Day 321 "The Last Few Days"

Today I have had a mild headache and have felt tired all day. I've actually felt like that the couple of days. I had my appointment with my psychiatrist whom I liked and he changed my medications. For the last couple of months I've been taking Lithium and Klonopin. The Lithium seems to keep me manic free and the Klonopin I could use a little more since I've been on it almost a year. Well, he left my Lithium alone, lowered my Klonopin to 2mg/day from 3mg without any kind of taper, added Buspar for anxiety, Prozac for my OCD, and Trazodone to help me sleep. First off I've done a lot of reading on benzodiazepines and everything I've read says you should taper down if trying to quit the drug or changing to a smaller dose.
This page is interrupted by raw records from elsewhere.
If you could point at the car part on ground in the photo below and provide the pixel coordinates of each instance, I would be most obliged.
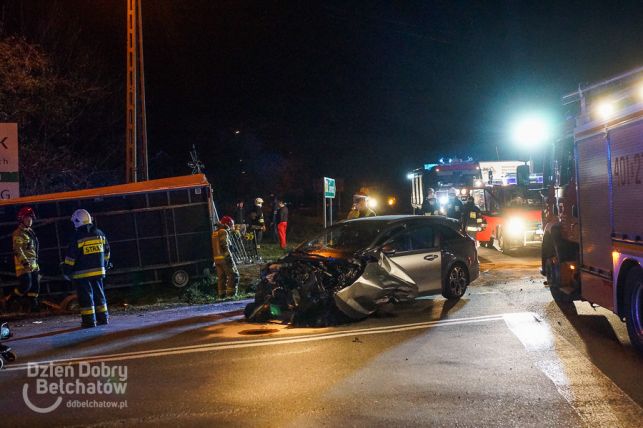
(313, 291)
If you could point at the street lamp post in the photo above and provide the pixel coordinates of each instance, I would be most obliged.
(530, 132)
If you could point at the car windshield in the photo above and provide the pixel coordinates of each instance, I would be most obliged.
(349, 237)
Secondly, I've read a lot of negative things about the Buspar. I've read that some people have weight gain with it and a lot of other people feel groggy with it. Well, I already feel groggy enough with the Trazodone that I feel I don't need to feel any more groggy. I have to be able to drive a car everyday and if I feel doped up I won't be able to. I just cant understand why I have so many issues with all these medications. If I'm not having a side effect I'm reading about them and it scares the heck out of me. Am I just nuts because I feel like it some days. All I know is that I want to do the right thing and get the correct treatment so that I can move on with my life.